I was trying to simulate multivariate normal data in python the following way
n = 100
p = 10
mu = np.random.normal(loc=0, scale=3, size=p)
A = np.random.uniform(low = -4, high = 4, size = (p, 1))
A = pd.DataFrame(A)
Sigma = np.dot(A, np.transpose(A))
Sigma = pd.DataFrame(Sigma)
X = np.random.multivariate_normal(mean = mu, cov = Sigma, size = n)
However, the resulting variables are always perfectly linearly correlated. I then checked np.linalg.eigvals(Sigma)
and realized that Sigma
is not positive semi-definite. This surprised me since 1) I did not get an error from multivariate_normal
and 2) Sigma
was generated from an outer product, which is supposed to be positive semi-definite. Can anyone tell me what's going on and how to fix this?
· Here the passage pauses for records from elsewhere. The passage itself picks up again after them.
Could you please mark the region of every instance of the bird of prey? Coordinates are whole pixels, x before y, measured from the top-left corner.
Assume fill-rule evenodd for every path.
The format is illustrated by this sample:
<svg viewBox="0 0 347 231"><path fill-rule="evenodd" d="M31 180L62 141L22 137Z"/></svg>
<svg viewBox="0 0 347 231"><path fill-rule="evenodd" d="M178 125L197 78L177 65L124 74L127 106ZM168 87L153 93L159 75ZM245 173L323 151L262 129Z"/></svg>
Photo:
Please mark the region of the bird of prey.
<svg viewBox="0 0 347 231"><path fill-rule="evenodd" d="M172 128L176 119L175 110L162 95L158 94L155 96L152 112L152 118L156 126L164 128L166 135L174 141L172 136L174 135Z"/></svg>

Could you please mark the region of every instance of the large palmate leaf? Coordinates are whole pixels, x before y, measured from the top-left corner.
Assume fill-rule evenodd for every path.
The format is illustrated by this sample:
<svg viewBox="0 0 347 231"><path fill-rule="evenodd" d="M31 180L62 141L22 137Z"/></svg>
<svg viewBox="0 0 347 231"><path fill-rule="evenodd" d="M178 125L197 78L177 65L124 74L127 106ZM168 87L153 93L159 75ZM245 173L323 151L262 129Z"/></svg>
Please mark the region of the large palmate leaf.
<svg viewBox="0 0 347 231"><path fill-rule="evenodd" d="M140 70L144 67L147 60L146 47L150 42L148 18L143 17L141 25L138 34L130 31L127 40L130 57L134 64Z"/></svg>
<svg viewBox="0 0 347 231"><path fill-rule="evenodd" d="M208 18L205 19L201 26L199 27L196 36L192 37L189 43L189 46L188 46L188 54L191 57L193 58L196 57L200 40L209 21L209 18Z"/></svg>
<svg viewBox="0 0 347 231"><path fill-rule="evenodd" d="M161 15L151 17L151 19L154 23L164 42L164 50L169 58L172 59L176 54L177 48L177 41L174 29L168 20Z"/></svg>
CodePudding user response:
Here's one idea. The principle is to generate p
random vectors (rather than the p
scalars in the original code), find the covariance between each pair of vectors, then use that covariance matrix to construct the multivariate distribution. This removes the predictable interrelationships between the elements of the original Sigma
(see comments).
import numpy as np
n = 100
p = 10
mu = np.random.normal(loc=0, scale=3, size=p)
A_vec = np.random.uniform(low = -4, high = 4, size = (p, p))
Sigma_vec = np.cov(A_vec)
X = np.random.multivariate_normal(mean = mu, cov = Sigma_vec, size = n)
Inspecting the results of this with np.corrcoef(X.T)
shows that the generated variables are no longer perfectly correlated.